Время – деньги. Автобиография — страница 38 из 39

Капитан сказал, что раньше оно делало тринадцать узлов, другими словами, тринадцать миль в час. Среди наших пассажиров был некий капитан Кеннеди из военного флота, тот стал уверять, что этого не может быть, что ни один корабль еще не развивал такой скорости и, видимо, была допущена ошибка при разметке лаглиня или при бросании лага. Капитаны побились об заклад, отложив решение до того времени, когда ветер будет достаточно сильный. Кеннеди придирчиво проверил лаглинь и, убедившись, что он размечен правильно, решил сам бросить лаг. И вот спустя несколько дней, когда ветер дул попутный и свежий, и капитан пакетбота Ладвидж сказал, что, по его мнению, мы делаем тринадцать узлов, Кеннеди бросил лаг и признал себя побежденным.

Я рассказал этот случай для того, чтобы поделиться нижеследующим наблюдением. Один из недостатков в искусстве судостроения иногда усматривают в том, что с новым кораблем, пока его не испробуешь, никогда не известно, каков он будет на ходу; бывает, что новый корабль, построенный точно по образцу другого, хорошо себя показавшего, оказывается на редкость тихоходным. Я думаю, что отчасти это объясняется несходными мнениями разных моряков касательно того, как следует грузить и оснащать корабль и как им управлять. У каждого есть своя система, и одно и то же судно, нагруженное по разумению и под руководством одного капитана, будет двигаться лучше или хуже, чем под руководством другого. Кроме того, почти никогда не бывает так, чтобы один и тот же человек набирал команду, готовил судно к плаванию и управлял им в пути. Один строит корпус корабля, другой его оснащает, третий грузит и ведет. Ни один из них не может быть осведомлен о соображениях и опыте всех остальных, а следственно, не может и сделать из них правильных выводов.
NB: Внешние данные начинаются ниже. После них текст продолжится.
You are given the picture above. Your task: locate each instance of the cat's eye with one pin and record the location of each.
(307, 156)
Даже в пути, где все проще, потому что корабль нужно только вести вперед, я часто замечал, как два офицера, командуя смежными вахтами при одинаковом ветре, придерживаются различной тактики. Один приказывает идти круче к ветру, другой придерживается более полого, словно общих правил для этого и не существует. А мне сдается, что можно разработать ряд опытов, чтобы определить, во-первых, форму корпуса, наилучшую для быстрого хода, во-вторых, наилучшую высоту и расположение мачт, затем форму и число парусов в зависимости от ветра и наконец – порядок размещения груза. Я не сомневаюсь, что в ближайшем будущем какой-нибудь ученый искусник возьмется за эту работу, и от души желаю ему удачи.
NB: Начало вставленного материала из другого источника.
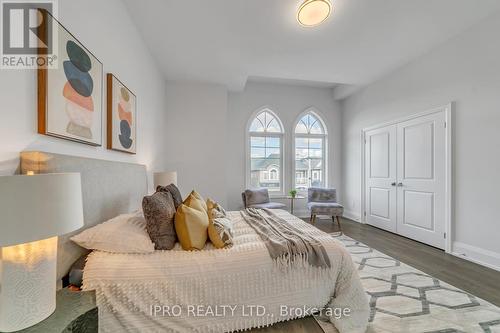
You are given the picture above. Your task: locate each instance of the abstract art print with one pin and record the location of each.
(122, 113)
(70, 97)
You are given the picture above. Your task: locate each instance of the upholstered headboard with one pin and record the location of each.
(108, 188)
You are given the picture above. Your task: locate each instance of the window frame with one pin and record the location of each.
(324, 147)
(280, 135)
Несколько раз за нами гнались какие-то суда, но мы уходили от погони и через тридцать дней смогли промерить глубину лотом. Результаты нас обнадежили, и капитан решил, что мы так близко от Фалмута, куда держим путь, что, если ночью не замедлим хода, к утру уже войдем в эту гавань и к тому же не попадемся на глаза неприятельским каперам, постоянно рыщущим у входа в Ла-Манш. И вот были подняты все паруса, и мы, подгоняемые свежим попутным ветром, помчались стрелой. Капитан, сделав промер, рассчитал курс так, чтобы, как он думал, пройти достаточно далеко от островов Силли, но в проливе Святого Георгия иногда возникает сильное течение, которое обманывает моряков и привело к гибели эскадры сэра Клаудсли Шовела. Это-то течение, вероятно, и повинно в том, что случилось с нами.

На носу у нас стоял часовой, которому то и дело кричали: «Смотреть вперед!», на что он неизменно отзывался: «Есть смотреть вперед»; но возможно, что глаза у него при этом были закрыты и он дремал, – говорят, они порой отзываются в полусне, – но только он не увидел свет прямо по носу, скрытый от рулевого и от всей команды лиселями; когда же судно внезапным рывком отклонилось от курса, свет был обнаружен и вызвал страшный переполох, потому что мы были от него очень близко и он показался мне величиной с колесо. Дело было в полночь, наш капитан спал, но капитан Кеннеди, выскочив на палубу и оценив опасность, приказал поворот через фордевинд при поднятых парусах. Маневр этот опасен для мачт, но нас отогнало в сторону и мы избежали крушения, а несло нас прямо на скалы, на которых был построен маяк. Это счастливое избавление заставило меня лишний раз задуматься о полезности маяков, и я принял решение всячески поощрять строительство новых маяков в Америке, буде мне суждено еще возвратиться туда.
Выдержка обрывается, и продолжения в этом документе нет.